Harrington: Schon immer hat mich die Zahl vier fasziniert. Es ist wirklich etwas Perfektes, zwei Geigen, eine Bratsche und ein Cello zu kombinieren und sie wie vier Personen eine Unterhaltung führen zu lassen. Wenn ich Trio gespielt habe, hatte ich immer das Gefühl, dass drei Solisten zusammenkommen. Wenn man zu fünft spielt, ist es schon ein Orchester. Aber im Quartett liegt etwas Magisches. Das Geniale dabei sind die grenzenlosen Klangmöglichkeiten. Von der ersten Probe an wollte ich das Kronos Quartet zwischen den Musikformen herummanövrieren lassen und ein Mosaik von Möglichkeiten schaffen.

STANDARD: Von den Gründungsmitgliedern sind heute nur noch Sie dabei, ansonsten gab es – wie in jedem Ensemble – einige Wechsel. Hat sich das Selbstverständnis des Ensembles im Lauf der Zeit verändert?

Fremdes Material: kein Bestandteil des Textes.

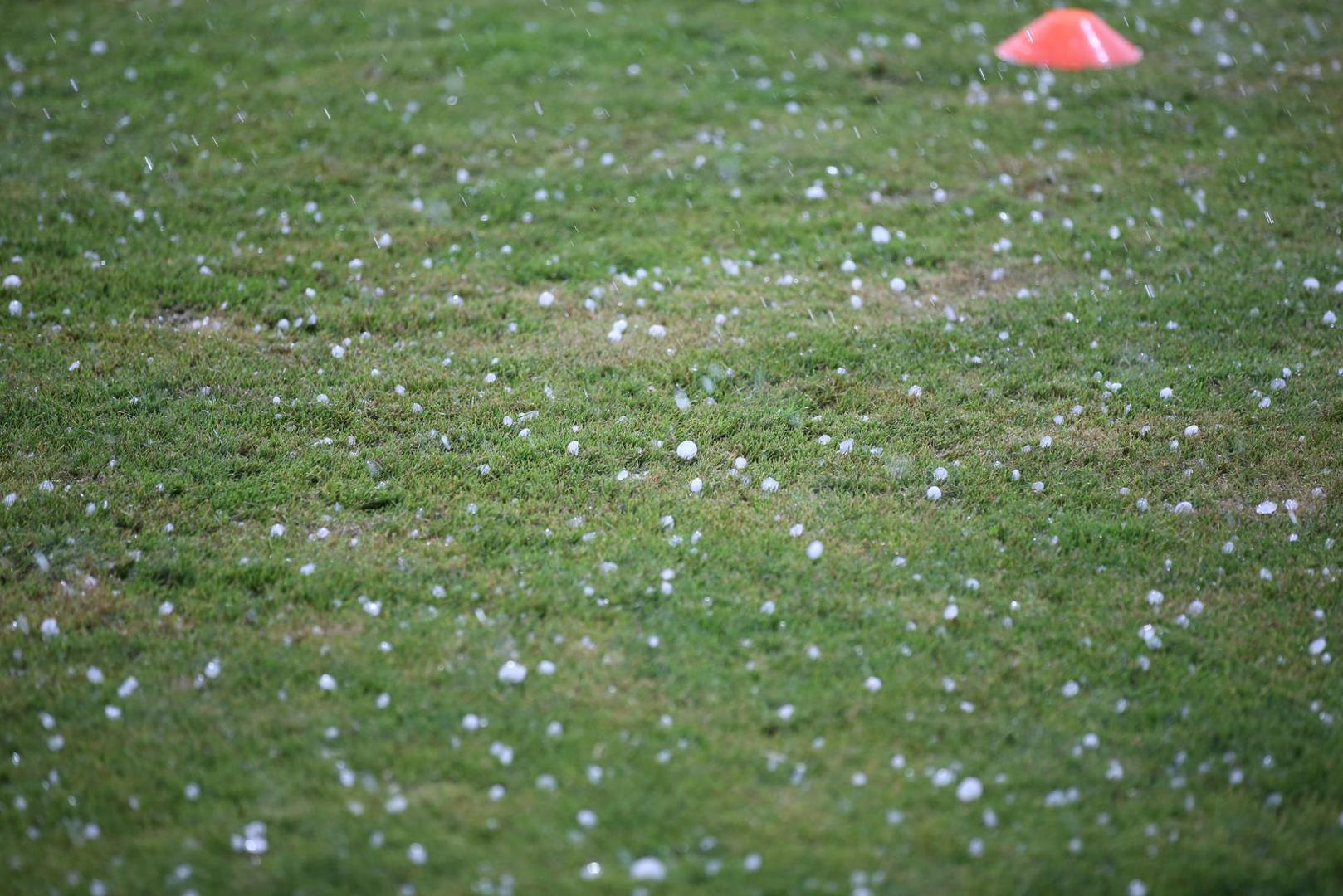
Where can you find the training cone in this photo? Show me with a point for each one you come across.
(1068, 39)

Harrington: Also, 1973 hoffte ich, dass wir eine Woche durchhalten! Ich hatte die Idee, Stücke aus allen möglichen Ecken der musikalischen Landschaft zu spielen: Musik aus Afrika oder China. Oder Musik von Komponistinnen. Ich kannte damals überhaupt keine Komponistinnen! Es gab so viele musikalische Phänomene, die einfach nicht vorhanden waren. Einiges hat wohl unsere Arbeit möglich gemacht, und wir konnten mit einigen wirklich wunderbaren Musikern zusammenarbeiten, die für uns und andere neue Möglichkeiten eröffnet haben.

STANDARD: Was waren in den mehr als vier Jahrzehnten die Höhepunkte im Repertoire und an Konzertereignissen?

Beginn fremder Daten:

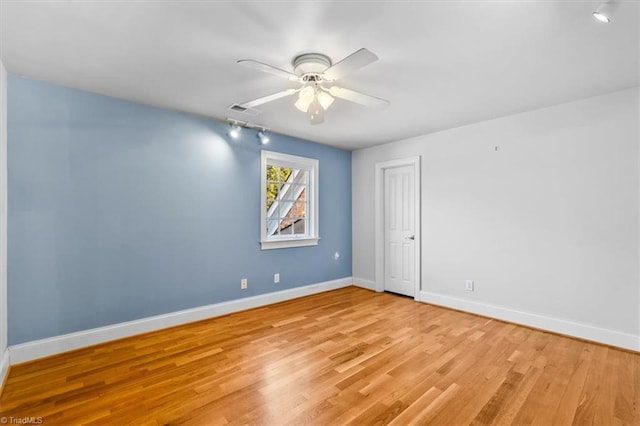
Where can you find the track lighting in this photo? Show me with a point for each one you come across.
(264, 139)
(606, 11)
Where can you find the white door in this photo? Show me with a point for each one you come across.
(399, 230)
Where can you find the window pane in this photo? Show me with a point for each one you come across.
(299, 228)
(285, 209)
(285, 227)
(300, 210)
(272, 227)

Harrington: Es gab etliche Höhepunkte. In dieser Hinsicht hatten wir bisher Glück. Eines der großartigsten Dinge war, dass das allererste Stück, das für das Kronos Quartet geschrieben wurde, "Traveling Music" meines Lehrers und Freundes Ken Benshoof war – das gab mir die Zuversicht, dass wir es schaffen würden. Es war wie ein Sprungbrett und ein sehr wichtiger Moment, als wir das Stück uraufführten. Natürlich war es auch ein Höhepunkt, als wir "Black Angels" erstmals spielen konnten. Oder die Zusammenarbeit mit Terry Riley in den letzten 35 Jahren, mit Steve Reich, mit Aleksandra Vrebalov, Astor Piazzolla, John Zorn, Henryk Górecki oder Vladimir Martynov ... Oder wie wir von Witold Lutosławski unterrichtet wurden – das werde ich nie vergessen. Es war zauberhaft, wie er sein Stück geradezu für uns tanzte und wie ein Puppenspieler mit kleinen Elementen seiner Körpersprache seine Musik erklärte. Das war unglaublich. Alfred Schnittke in Warschau zu begegnen – ich hatte nie zuvor einen Menschen mit einer Aura getroffen. Er hatte eine – ich sah und spürte sie. Als wir dann viele Jahre später alle seine Quartette in Moskau aufführen konnten, war das auch ein großartiger Augenblick für uns. Dass wir "Pieces of Africa" veröffentlichen konnten, hat uns neue Welten eröffnet. Mit Wu Man (Pipaspielerin und Komponistin, Anm.) zusammenzuarbeiten war ein weiterer Höhepunkt – ich kenne niemanden, der mit ihr vergleichbar wäre.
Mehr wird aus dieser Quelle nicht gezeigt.